The most approachable music on the disc is to be found in the oddly-titled Trois Lieder. The denseness of the other works is – slightly – attenuated here, perhaps because they are love songs dedicated to the composer’s wife. Solitude, on the other hand, is dark indeed, a sombre recitative wherein a disappointed lover seeks a solitude akin to the grave. Le désir qui palpite à travers la nature is a love song full of “ardour” and “fever”, well evoked in terms of atmosphere but short on lightness and melodic distinction. In spite of its title, the two lovers in Dialogue sacré sing for the most part about rather than to each other, the male voice alternating with the female, in this case the beautiful voice of Claire Seaton bringing a welcome brightness to a rather cheerless collection.
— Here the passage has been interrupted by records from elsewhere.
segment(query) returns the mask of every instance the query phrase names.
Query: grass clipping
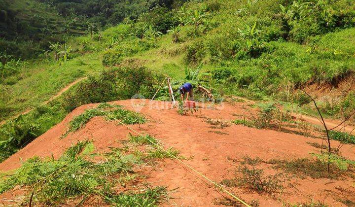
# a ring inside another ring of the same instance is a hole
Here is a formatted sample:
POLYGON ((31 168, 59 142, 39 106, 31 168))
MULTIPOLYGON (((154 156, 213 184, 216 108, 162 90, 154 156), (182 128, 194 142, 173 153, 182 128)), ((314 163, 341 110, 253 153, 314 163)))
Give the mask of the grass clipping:
MULTIPOLYGON (((104 161, 95 163, 90 161, 94 149, 92 142, 83 141, 69 148, 58 160, 29 159, 14 174, 0 180, 0 193, 18 185, 28 186, 29 192, 34 192, 33 203, 44 206, 71 200, 80 205, 96 197, 113 206, 154 206, 166 196, 163 187, 117 193, 114 187, 134 177, 132 168, 139 159, 112 150, 103 155, 104 161)), ((23 204, 28 204, 30 197, 27 195, 23 204)))
POLYGON ((122 107, 119 105, 104 103, 100 104, 95 108, 86 110, 68 123, 68 130, 62 138, 65 138, 71 132, 75 132, 85 127, 89 121, 95 116, 103 116, 106 120, 119 120, 126 124, 141 124, 146 121, 142 114, 124 109, 122 107))

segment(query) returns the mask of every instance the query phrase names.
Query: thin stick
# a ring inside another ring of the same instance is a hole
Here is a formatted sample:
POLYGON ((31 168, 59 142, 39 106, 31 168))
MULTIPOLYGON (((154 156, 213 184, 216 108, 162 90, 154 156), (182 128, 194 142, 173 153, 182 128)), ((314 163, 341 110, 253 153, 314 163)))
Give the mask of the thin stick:
POLYGON ((163 86, 163 84, 164 84, 164 82, 165 82, 165 80, 166 80, 166 79, 167 79, 167 78, 165 77, 165 78, 164 78, 164 80, 163 80, 163 82, 162 82, 162 84, 160 85, 160 86, 159 86, 159 88, 158 88, 158 90, 157 90, 156 92, 155 92, 155 94, 154 94, 154 95, 153 96, 153 98, 152 98, 152 99, 150 100, 151 102, 152 101, 153 101, 153 100, 154 99, 154 98, 155 98, 155 96, 156 96, 156 95, 158 93, 158 92, 159 92, 159 90, 160 90, 160 88, 161 88, 161 87, 163 86))
POLYGON ((333 129, 334 129, 336 128, 337 127, 339 127, 339 126, 341 125, 342 124, 343 124, 343 123, 344 123, 346 121, 348 121, 348 119, 350 119, 350 117, 351 117, 352 116, 353 116, 353 115, 354 115, 355 114, 355 110, 354 110, 354 112, 353 112, 353 113, 352 113, 350 116, 349 116, 348 117, 347 117, 347 118, 346 118, 345 120, 344 120, 343 121, 342 121, 342 123, 341 123, 340 124, 339 124, 338 126, 337 126, 336 127, 330 129, 329 130, 333 130, 333 129))
POLYGON ((329 154, 328 155, 328 174, 329 174, 329 170, 330 168, 330 161, 329 160, 329 156, 330 155, 330 153, 331 153, 331 147, 330 147, 330 138, 329 136, 329 133, 328 131, 328 128, 326 127, 326 125, 325 124, 325 122, 324 120, 324 119, 323 118, 323 116, 321 115, 321 113, 320 113, 320 110, 319 108, 318 107, 318 106, 317 105, 317 104, 316 103, 316 101, 314 99, 308 94, 307 94, 305 91, 304 91, 303 89, 301 89, 301 91, 303 92, 305 94, 306 94, 306 95, 308 96, 308 97, 311 98, 311 99, 313 102, 313 103, 316 106, 316 108, 317 108, 317 110, 318 111, 318 113, 319 113, 320 115, 320 118, 321 119, 322 122, 323 123, 323 126, 324 127, 324 129, 325 129, 325 133, 326 134, 327 136, 327 139, 328 140, 328 152, 329 152, 329 154))
POLYGON ((29 207, 32 207, 32 199, 33 198, 33 195, 34 195, 34 193, 35 193, 34 192, 32 191, 32 193, 31 194, 31 197, 30 197, 30 204, 29 204, 29 207))

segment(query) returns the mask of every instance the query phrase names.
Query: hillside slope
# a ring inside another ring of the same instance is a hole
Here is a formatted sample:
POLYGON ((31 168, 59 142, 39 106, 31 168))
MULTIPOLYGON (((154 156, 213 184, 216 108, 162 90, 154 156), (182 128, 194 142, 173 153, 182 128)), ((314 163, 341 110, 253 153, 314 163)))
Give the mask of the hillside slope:
MULTIPOLYGON (((272 168, 272 164, 267 164, 271 163, 268 161, 278 160, 280 158, 289 161, 298 158, 309 159, 310 153, 318 153, 319 149, 310 146, 308 142, 320 144, 322 142, 320 139, 232 124, 230 121, 235 118, 236 114, 242 114, 248 110, 246 103, 215 105, 213 107, 202 106, 194 114, 188 116, 178 115, 176 109, 170 108, 171 104, 167 102, 131 100, 112 103, 123 105, 125 108, 138 110, 149 121, 140 126, 130 125, 130 127, 154 136, 164 143, 166 148, 174 147, 182 155, 190 157, 184 162, 218 182, 240 176, 235 172, 243 166, 243 158, 250 156, 262 159, 265 163, 258 164, 256 167, 263 169, 266 175, 272 175, 280 171, 272 168), (221 126, 224 127, 216 128, 219 124, 215 125, 216 123, 223 123, 221 126)), ((66 138, 61 138, 66 132, 69 121, 85 110, 97 106, 92 104, 76 109, 60 124, 0 164, 0 170, 15 169, 20 166, 21 160, 34 156, 52 156, 57 159, 78 140, 92 139, 96 149, 95 152, 98 153, 125 146, 125 142, 128 141, 127 136, 133 132, 114 121, 108 122, 100 117, 92 118, 84 128, 66 138)), ((350 145, 345 145, 341 152, 348 158, 355 159, 355 151, 350 145)), ((146 167, 140 170, 146 176, 145 182, 154 183, 154 185, 166 186, 169 189, 179 189, 171 193, 174 199, 170 200, 171 204, 213 206, 223 199, 220 192, 209 187, 198 176, 191 174, 190 171, 173 160, 159 161, 151 167, 149 163, 146 165, 146 167)), ((308 203, 311 202, 309 198, 312 198, 312 202, 321 201, 326 205, 339 206, 342 205, 338 200, 340 195, 342 195, 342 199, 355 201, 350 194, 344 194, 341 191, 354 181, 353 178, 345 176, 346 178, 340 177, 332 179, 331 182, 324 178, 290 177, 282 184, 282 191, 271 194, 258 193, 247 187, 230 186, 228 189, 247 203, 250 204, 254 201, 253 202, 260 206, 308 203)), ((25 191, 15 190, 0 197, 1 201, 17 200, 24 193, 25 191)))

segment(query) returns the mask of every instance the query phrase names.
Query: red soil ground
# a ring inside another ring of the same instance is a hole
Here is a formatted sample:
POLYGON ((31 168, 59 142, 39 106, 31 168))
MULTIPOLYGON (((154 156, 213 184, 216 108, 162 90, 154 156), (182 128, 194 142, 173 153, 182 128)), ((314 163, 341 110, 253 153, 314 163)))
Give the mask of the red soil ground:
MULTIPOLYGON (((166 148, 174 147, 182 155, 193 157, 184 162, 217 182, 235 177, 235 172, 240 163, 233 162, 232 159, 242 160, 244 155, 259 157, 265 160, 311 158, 310 153, 319 153, 319 150, 306 142, 322 143, 320 139, 242 125, 230 124, 223 129, 213 129, 211 127, 213 126, 205 121, 210 118, 230 123, 236 119, 235 114, 245 112, 248 107, 246 103, 202 107, 193 115, 187 116, 178 115, 177 109, 172 109, 170 104, 166 102, 127 100, 113 103, 128 109, 141 109, 140 111, 150 121, 140 127, 135 125, 133 128, 154 136, 166 148)), ((21 160, 34 156, 45 157, 53 155, 58 158, 71 145, 79 140, 93 139, 99 151, 108 150, 108 146, 121 146, 118 140, 126 139, 129 130, 116 122, 107 122, 100 117, 92 119, 78 131, 64 139, 60 138, 66 131, 66 125, 74 116, 96 105, 88 104, 75 109, 61 123, 0 164, 0 171, 15 169, 20 166, 21 160)), ((338 144, 336 141, 332 143, 334 146, 338 144)), ((355 149, 350 145, 344 146, 341 153, 348 159, 355 160, 355 149)), ((261 166, 266 168, 267 174, 275 172, 270 166, 262 164, 261 166)), ((212 185, 206 184, 173 160, 166 159, 156 169, 146 168, 145 173, 148 175, 147 181, 154 183, 153 185, 164 185, 169 189, 179 188, 178 192, 172 193, 174 199, 165 204, 166 206, 213 206, 216 199, 223 198, 220 191, 215 190, 212 185)), ((331 206, 341 206, 344 204, 337 199, 342 198, 340 195, 343 192, 338 189, 340 187, 354 192, 354 179, 332 180, 307 177, 304 179, 293 178, 288 184, 285 183, 282 193, 272 195, 259 194, 244 188, 226 189, 247 203, 258 200, 262 207, 309 203, 312 201, 320 201, 331 206)), ((12 192, 0 196, 0 203, 6 199, 15 200, 14 197, 26 193, 18 188, 13 193, 12 192)), ((353 199, 355 201, 355 198, 353 199)))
Once again one is more aware of the beauty of the piano writing, and of the postlude in particular, than by anything particularly distinctive in the vocal line.
 
Michael Bundy makes the best possible case for this music, as would be expected from one who has made French song something of a speciality and has even written a book dealing with the songs of this very composer. Singing in French is an awesome challenge for all but the French, and Bundy makes as fine a shot at it as I can remember hearing. He is lucky to have the superb skills of Helen Crayford at his disposal: she rises to all the challenges, technical and stylistic, that these songs present. The recording is very fine, though the voice is a little too far forward for my taste. Bundy’s insert note is an admirable introduction to the composer and to these works, though the music rather lacks contrast and audible sign-posts, so the notes inevitably provide little in the way of a listener’s guide. This is a pity, and the music is not always easy to take in, especially at a first hearing. The texts are only available – and could have done with a bit more proofreading – on the Naxos website.